吉田松陰さんは「青年の俊才、恃むに足らず」として次のように語っている。
・・・
人が志を立てたという時には、必ず二、三十年くらい実行したのを見届けて、その後、初めてはっきりと信じるべきである。また、認めるべきである。(中略)青年がいくら人並みすぐれた才能をもっているとしても、信頼し、期待するには足りない。誠実なまごころ、これを信頼し、期待するだけである
・・・
(『吉田松陰一日一言』 川口雅昭 編 致知出版社 刊 より)

●年下の教え子に対しても「我が良薬なり」と賛辞をおくりつづけた松陰さんだが、それは信頼と期待の表れにすぎない。本当の意味で、人の実力や価値を評価するには、二、三十年の行動を見なければわからないというのだ。

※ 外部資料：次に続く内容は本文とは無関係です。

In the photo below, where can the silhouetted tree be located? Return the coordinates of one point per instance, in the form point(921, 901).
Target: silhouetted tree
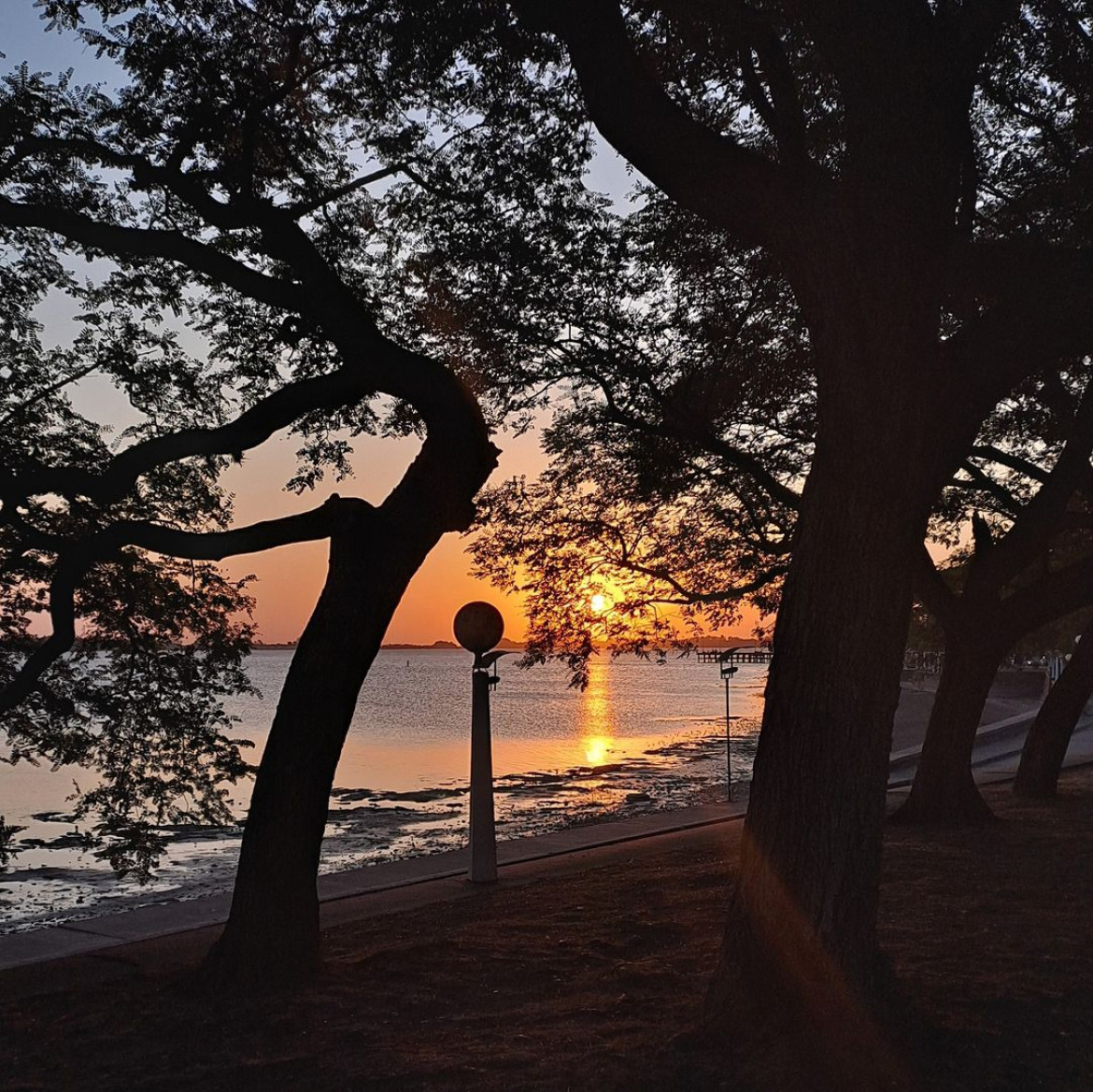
point(1048, 739)
point(916, 174)
point(1029, 564)
point(248, 176)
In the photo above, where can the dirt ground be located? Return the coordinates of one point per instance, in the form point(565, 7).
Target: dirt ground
point(582, 981)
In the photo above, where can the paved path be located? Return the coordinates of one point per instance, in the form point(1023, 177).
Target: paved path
point(394, 886)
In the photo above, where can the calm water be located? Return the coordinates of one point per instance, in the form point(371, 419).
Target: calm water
point(644, 736)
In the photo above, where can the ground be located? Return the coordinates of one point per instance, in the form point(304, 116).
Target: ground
point(582, 975)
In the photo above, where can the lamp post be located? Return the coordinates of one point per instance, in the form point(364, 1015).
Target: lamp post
point(728, 670)
point(477, 628)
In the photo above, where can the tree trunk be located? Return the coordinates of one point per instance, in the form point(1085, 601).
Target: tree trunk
point(272, 932)
point(801, 968)
point(944, 790)
point(1049, 737)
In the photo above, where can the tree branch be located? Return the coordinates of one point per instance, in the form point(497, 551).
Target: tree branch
point(708, 173)
point(149, 243)
point(254, 426)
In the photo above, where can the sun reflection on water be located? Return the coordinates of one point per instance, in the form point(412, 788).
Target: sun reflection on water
point(597, 723)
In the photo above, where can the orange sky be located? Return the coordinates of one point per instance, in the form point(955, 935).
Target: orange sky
point(290, 578)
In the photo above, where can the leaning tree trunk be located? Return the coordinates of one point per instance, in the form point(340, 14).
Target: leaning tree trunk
point(801, 968)
point(272, 932)
point(944, 790)
point(1049, 737)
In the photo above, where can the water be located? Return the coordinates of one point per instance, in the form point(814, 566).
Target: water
point(644, 736)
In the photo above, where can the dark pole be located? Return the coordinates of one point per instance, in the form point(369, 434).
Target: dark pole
point(477, 628)
point(728, 740)
point(483, 830)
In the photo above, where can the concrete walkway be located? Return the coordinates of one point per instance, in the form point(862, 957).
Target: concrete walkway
point(394, 886)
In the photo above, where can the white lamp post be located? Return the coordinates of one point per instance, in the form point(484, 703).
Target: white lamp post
point(477, 628)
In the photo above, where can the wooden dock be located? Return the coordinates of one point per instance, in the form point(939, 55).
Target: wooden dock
point(733, 655)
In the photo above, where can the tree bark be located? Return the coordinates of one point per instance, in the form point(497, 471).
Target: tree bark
point(1049, 737)
point(801, 968)
point(272, 933)
point(944, 791)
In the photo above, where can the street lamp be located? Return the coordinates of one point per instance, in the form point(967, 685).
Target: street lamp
point(477, 628)
point(728, 670)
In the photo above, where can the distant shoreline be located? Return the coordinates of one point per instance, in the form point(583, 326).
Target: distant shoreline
point(506, 644)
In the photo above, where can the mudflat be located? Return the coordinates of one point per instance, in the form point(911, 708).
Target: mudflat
point(582, 975)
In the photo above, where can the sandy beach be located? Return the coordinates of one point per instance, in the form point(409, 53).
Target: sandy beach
point(578, 974)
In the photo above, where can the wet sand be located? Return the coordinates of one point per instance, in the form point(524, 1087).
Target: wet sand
point(580, 975)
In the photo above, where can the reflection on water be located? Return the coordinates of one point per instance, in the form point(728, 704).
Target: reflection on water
point(641, 737)
point(596, 715)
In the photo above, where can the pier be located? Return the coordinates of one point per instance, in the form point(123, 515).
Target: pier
point(733, 655)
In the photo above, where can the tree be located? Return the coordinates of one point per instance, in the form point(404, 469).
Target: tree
point(1048, 739)
point(681, 425)
point(230, 180)
point(1029, 565)
point(932, 236)
point(139, 699)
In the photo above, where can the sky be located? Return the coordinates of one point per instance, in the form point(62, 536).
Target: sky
point(289, 579)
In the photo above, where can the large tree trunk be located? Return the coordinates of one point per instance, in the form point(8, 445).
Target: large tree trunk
point(1049, 737)
point(272, 932)
point(944, 790)
point(801, 967)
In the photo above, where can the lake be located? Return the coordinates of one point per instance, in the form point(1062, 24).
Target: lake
point(643, 736)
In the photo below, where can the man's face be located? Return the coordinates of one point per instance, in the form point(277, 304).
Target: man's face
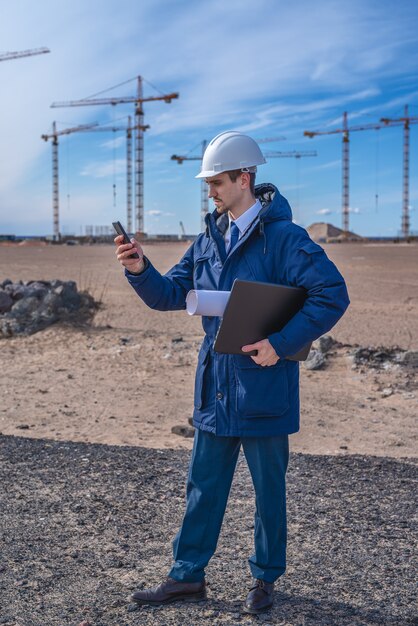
point(225, 193)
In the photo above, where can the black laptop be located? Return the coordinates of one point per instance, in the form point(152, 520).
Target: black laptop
point(256, 310)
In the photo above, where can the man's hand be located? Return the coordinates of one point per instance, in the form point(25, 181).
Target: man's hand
point(266, 354)
point(123, 252)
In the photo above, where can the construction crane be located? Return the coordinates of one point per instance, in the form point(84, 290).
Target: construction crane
point(129, 130)
point(406, 121)
point(272, 154)
point(345, 131)
point(138, 100)
point(90, 128)
point(55, 177)
point(9, 56)
point(204, 200)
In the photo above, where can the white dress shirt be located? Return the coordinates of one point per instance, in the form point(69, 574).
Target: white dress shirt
point(243, 221)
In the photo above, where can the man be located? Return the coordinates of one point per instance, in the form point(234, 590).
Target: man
point(240, 400)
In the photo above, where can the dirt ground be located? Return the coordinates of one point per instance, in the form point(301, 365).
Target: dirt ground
point(128, 379)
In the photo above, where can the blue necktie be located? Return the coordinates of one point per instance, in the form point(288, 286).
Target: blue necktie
point(233, 236)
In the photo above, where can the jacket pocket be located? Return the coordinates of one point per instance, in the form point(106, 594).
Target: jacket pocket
point(201, 375)
point(260, 391)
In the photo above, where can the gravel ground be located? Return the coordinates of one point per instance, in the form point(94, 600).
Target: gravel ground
point(82, 525)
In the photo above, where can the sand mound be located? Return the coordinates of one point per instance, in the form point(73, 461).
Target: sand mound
point(321, 232)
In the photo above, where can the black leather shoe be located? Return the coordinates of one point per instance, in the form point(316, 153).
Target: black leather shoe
point(260, 597)
point(171, 591)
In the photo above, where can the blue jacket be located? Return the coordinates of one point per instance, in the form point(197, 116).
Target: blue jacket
point(233, 395)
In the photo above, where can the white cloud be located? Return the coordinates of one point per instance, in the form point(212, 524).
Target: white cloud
point(104, 168)
point(324, 212)
point(114, 143)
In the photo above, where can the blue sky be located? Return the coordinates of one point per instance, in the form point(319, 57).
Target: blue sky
point(269, 68)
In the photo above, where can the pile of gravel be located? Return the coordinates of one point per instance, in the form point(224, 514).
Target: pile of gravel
point(26, 308)
point(83, 525)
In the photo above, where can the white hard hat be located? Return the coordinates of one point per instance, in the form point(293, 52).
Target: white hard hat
point(229, 151)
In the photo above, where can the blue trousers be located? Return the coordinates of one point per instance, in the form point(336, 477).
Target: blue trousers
point(209, 481)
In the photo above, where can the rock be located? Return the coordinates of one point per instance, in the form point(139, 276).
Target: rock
point(324, 343)
point(70, 296)
point(388, 391)
point(25, 306)
point(6, 302)
point(315, 360)
point(52, 301)
point(28, 308)
point(17, 291)
point(183, 431)
point(409, 358)
point(37, 289)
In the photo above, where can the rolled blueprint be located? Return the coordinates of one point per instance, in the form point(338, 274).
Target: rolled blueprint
point(202, 302)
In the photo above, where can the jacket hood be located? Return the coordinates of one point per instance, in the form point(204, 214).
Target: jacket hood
point(275, 206)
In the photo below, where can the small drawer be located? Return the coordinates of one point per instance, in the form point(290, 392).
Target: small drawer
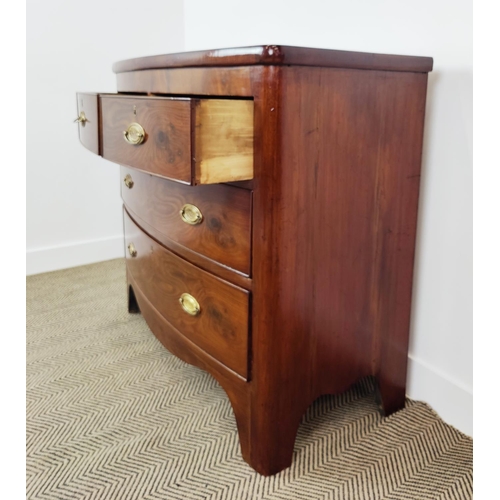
point(210, 312)
point(88, 120)
point(194, 141)
point(214, 221)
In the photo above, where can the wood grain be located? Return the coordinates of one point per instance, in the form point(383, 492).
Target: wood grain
point(222, 132)
point(333, 242)
point(336, 158)
point(89, 130)
point(167, 122)
point(237, 389)
point(238, 81)
point(225, 232)
point(223, 138)
point(221, 328)
point(278, 55)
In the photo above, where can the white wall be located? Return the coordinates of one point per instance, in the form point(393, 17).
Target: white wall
point(440, 370)
point(73, 197)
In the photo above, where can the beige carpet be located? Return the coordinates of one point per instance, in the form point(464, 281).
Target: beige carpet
point(112, 415)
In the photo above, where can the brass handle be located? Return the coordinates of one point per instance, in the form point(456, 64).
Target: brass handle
point(190, 304)
point(128, 181)
point(132, 250)
point(134, 134)
point(191, 214)
point(81, 119)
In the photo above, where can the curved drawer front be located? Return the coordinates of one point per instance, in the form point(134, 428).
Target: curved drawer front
point(222, 229)
point(194, 141)
point(219, 326)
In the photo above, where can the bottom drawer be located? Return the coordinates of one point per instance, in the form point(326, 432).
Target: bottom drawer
point(211, 312)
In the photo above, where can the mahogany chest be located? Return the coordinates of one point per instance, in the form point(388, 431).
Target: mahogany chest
point(270, 205)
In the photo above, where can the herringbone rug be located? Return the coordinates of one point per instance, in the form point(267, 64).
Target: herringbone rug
point(112, 415)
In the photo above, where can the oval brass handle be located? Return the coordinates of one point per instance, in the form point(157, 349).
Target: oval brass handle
point(134, 134)
point(191, 214)
point(132, 250)
point(81, 118)
point(190, 304)
point(128, 181)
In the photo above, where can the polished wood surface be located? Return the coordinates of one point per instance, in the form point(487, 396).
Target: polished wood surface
point(88, 130)
point(193, 141)
point(223, 138)
point(224, 233)
point(221, 328)
point(278, 55)
point(342, 301)
point(167, 122)
point(237, 81)
point(235, 386)
point(337, 143)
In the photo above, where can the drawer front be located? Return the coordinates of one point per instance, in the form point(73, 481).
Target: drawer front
point(88, 120)
point(220, 228)
point(193, 141)
point(220, 327)
point(166, 146)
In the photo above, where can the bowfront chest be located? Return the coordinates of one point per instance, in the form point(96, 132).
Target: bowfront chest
point(270, 205)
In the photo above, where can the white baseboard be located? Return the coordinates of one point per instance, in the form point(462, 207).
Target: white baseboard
point(451, 399)
point(42, 260)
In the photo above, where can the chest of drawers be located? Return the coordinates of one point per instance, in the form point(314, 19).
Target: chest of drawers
point(270, 205)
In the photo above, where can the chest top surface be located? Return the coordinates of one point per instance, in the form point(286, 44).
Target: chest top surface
point(278, 55)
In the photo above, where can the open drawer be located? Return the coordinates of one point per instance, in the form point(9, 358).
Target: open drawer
point(189, 140)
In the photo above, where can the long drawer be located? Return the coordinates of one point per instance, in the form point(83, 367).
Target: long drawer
point(214, 221)
point(211, 312)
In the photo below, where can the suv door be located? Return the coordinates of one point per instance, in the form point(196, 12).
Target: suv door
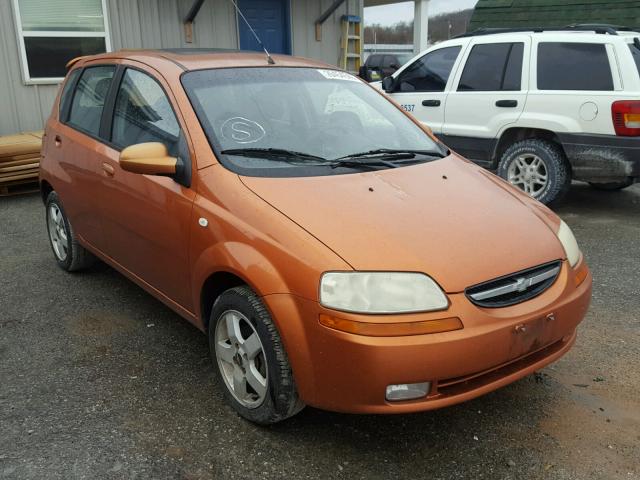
point(421, 87)
point(146, 217)
point(489, 93)
point(574, 81)
point(76, 140)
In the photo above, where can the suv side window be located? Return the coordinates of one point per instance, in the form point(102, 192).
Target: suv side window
point(373, 61)
point(143, 113)
point(574, 66)
point(431, 72)
point(88, 100)
point(493, 67)
point(635, 52)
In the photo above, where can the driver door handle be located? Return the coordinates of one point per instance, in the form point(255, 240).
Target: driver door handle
point(108, 169)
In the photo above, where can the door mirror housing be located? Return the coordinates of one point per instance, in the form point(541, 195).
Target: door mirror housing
point(150, 158)
point(389, 84)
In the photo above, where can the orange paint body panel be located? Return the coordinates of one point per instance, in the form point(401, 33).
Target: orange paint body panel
point(447, 218)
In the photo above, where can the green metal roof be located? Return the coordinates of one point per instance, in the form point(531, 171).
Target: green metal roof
point(552, 13)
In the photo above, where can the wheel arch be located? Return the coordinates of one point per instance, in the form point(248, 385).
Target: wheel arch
point(226, 265)
point(517, 134)
point(45, 189)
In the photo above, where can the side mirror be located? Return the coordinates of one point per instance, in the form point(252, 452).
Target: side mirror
point(150, 158)
point(388, 84)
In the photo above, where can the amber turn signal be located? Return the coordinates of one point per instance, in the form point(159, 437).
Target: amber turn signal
point(581, 272)
point(391, 329)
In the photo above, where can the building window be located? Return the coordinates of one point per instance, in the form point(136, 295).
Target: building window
point(52, 32)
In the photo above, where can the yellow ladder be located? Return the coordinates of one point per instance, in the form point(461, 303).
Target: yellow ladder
point(351, 44)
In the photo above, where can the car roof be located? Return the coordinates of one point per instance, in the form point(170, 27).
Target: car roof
point(201, 58)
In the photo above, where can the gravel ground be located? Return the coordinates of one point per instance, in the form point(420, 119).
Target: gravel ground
point(100, 380)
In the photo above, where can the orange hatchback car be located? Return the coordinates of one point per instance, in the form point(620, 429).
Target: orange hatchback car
point(334, 251)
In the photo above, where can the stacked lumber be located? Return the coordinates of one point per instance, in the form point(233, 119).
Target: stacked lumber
point(19, 161)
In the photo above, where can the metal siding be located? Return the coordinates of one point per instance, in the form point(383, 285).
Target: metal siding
point(156, 24)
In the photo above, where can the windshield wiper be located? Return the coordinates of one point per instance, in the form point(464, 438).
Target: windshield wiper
point(392, 153)
point(287, 155)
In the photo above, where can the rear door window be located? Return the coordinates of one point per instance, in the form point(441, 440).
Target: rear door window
point(67, 91)
point(431, 72)
point(574, 66)
point(493, 67)
point(143, 113)
point(89, 97)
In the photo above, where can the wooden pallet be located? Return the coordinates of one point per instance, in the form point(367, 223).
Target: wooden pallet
point(19, 163)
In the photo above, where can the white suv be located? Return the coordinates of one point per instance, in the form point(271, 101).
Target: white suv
point(540, 106)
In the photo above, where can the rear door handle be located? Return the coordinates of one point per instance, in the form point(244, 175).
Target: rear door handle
point(108, 169)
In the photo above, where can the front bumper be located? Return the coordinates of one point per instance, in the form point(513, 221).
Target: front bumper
point(602, 158)
point(343, 372)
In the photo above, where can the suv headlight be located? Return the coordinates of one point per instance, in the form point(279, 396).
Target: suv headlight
point(569, 243)
point(381, 292)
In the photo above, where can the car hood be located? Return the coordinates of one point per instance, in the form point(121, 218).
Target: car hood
point(448, 218)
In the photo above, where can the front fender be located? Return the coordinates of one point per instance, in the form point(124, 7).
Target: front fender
point(240, 259)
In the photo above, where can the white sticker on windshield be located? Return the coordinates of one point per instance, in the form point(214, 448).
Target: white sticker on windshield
point(337, 75)
point(242, 130)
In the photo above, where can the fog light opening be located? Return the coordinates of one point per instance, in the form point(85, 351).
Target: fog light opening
point(407, 391)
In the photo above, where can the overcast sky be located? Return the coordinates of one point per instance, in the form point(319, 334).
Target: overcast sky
point(390, 14)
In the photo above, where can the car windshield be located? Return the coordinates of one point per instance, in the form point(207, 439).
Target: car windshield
point(299, 121)
point(404, 58)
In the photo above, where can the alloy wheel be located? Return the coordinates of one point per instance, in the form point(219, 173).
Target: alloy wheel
point(529, 173)
point(241, 358)
point(58, 232)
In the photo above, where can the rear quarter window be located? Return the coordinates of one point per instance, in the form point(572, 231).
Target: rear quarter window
point(574, 66)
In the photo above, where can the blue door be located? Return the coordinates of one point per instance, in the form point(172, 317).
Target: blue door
point(270, 20)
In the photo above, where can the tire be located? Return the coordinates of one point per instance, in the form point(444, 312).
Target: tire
point(544, 157)
point(611, 186)
point(276, 398)
point(69, 254)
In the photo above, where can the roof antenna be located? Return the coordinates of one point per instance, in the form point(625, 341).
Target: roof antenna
point(269, 59)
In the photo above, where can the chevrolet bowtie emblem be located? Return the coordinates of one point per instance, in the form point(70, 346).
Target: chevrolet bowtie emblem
point(522, 284)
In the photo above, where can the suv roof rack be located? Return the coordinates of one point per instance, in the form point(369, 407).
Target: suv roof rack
point(578, 27)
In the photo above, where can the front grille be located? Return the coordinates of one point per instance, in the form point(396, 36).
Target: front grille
point(515, 288)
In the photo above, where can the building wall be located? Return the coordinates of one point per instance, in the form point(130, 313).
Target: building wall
point(156, 24)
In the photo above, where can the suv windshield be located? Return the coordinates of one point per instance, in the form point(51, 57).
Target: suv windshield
point(302, 122)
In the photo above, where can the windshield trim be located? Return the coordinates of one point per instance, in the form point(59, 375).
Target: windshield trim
point(292, 170)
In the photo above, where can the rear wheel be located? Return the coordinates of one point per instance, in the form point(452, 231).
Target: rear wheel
point(613, 185)
point(537, 167)
point(69, 254)
point(251, 362)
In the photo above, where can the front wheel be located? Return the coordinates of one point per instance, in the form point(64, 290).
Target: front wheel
point(537, 167)
point(69, 254)
point(251, 362)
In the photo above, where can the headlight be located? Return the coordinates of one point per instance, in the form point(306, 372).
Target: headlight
point(569, 243)
point(381, 292)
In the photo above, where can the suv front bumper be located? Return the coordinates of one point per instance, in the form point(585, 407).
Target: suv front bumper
point(602, 158)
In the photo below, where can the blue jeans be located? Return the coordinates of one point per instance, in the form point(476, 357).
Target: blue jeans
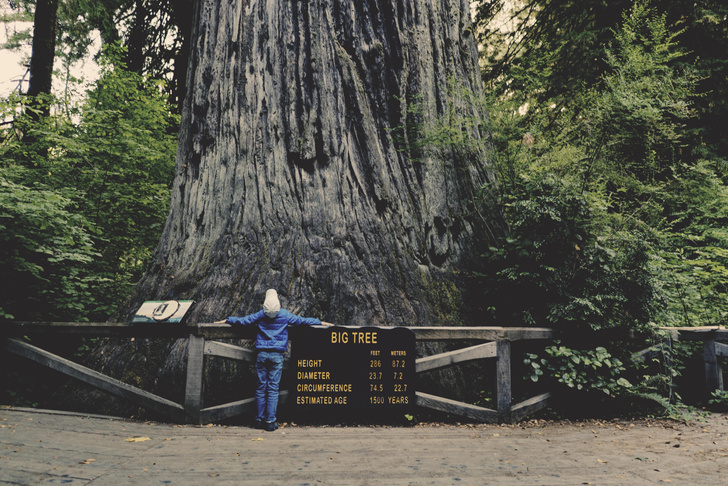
point(269, 367)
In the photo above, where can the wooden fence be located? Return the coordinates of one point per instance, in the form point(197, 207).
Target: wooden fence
point(496, 344)
point(202, 342)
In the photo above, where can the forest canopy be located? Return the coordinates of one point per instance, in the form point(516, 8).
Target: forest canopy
point(607, 131)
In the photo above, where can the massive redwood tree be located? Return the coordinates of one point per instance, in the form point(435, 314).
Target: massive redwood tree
point(297, 166)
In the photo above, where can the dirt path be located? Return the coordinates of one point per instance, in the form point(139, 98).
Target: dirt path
point(58, 448)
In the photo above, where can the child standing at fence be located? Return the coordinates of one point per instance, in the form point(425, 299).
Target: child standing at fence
point(271, 343)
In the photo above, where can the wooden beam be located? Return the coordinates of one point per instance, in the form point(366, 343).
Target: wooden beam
point(503, 380)
point(238, 353)
point(721, 349)
point(443, 360)
point(194, 383)
point(95, 379)
point(713, 373)
point(98, 329)
point(454, 407)
point(212, 331)
point(648, 353)
point(225, 411)
point(229, 351)
point(527, 407)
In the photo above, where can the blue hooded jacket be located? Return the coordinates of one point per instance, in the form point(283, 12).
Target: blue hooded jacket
point(273, 331)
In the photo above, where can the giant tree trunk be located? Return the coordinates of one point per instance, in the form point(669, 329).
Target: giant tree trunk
point(295, 169)
point(291, 173)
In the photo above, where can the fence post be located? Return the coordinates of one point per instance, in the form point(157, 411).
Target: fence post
point(713, 373)
point(503, 380)
point(195, 370)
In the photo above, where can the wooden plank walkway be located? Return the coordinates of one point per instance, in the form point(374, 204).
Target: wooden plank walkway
point(62, 448)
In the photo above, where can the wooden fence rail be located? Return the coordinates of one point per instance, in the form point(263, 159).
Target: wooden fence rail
point(201, 343)
point(495, 344)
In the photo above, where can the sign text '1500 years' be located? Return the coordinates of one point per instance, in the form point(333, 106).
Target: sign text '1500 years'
point(340, 369)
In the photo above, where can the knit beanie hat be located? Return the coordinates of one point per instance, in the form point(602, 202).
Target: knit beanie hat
point(271, 305)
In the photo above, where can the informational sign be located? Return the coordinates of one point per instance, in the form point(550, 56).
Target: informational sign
point(340, 369)
point(162, 311)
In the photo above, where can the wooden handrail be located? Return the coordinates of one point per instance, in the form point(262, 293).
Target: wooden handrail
point(497, 345)
point(225, 331)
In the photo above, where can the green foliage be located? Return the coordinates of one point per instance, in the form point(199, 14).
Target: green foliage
point(587, 370)
point(45, 252)
point(105, 166)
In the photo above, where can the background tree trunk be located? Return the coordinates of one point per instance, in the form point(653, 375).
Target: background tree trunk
point(42, 55)
point(289, 174)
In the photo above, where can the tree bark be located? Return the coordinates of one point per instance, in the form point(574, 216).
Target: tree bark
point(290, 174)
point(42, 55)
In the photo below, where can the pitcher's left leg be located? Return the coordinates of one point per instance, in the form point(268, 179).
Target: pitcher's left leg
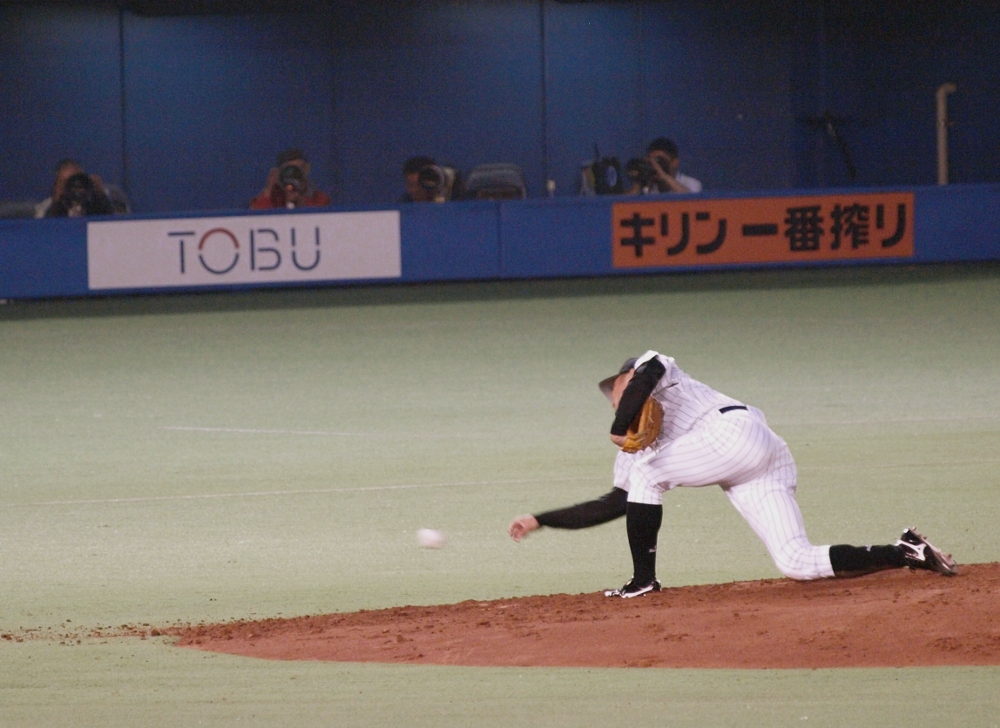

●ひるがえって今、人が人を評価する、あるいは、人が会社を評価するとき、その評価スパンが短くなりすぎていないだろうか。
・彼はいつも立派なことを言う
・彼女の会社はとても高収益だ
・あの人のビジョンはスケールが大きい
など、短期的な発言や行動、結果で他人や他社を評価しがちだ。

●松陰さんに言わせれば、「がんばれ社長!」が14年続いているくらいは、評価の対象にはならない、となる。その二倍くらいやって、初めて認めてあげようということになるのだろう。
評価スパンが短くなっているだけでなく、行動したことの結果を求めるスピードもどんどん早くなってきた。「このやり方では結果がでない」と、短絡的に結果ばかりを追い求め刺激の強い手段を探していないだろうか。

●ジム通いにしろ、販売促進にしろ、学習にしろ、人材育成にしろ、結果が出るまでには時間がかかる。それも圧倒的な時間が。
前回、「熟す」ということばを紹介したが、本人のなかで熟成するには決意の持続と絶え間ない行動や思索が必要である。また、「煮てない時間が煮物を作る」という言葉があるように、やっている時間だけでなく、やっていない時間に熟成が進むことだってある。

●続けることに意味があるとは言っても、意地になって続けるのではなく、大切なことは、今もその活動に価値を感じ、同時に、楽しみながら行えているかどうかだと私は思う。それさえあれば、二、三十年なんてアッという間だ。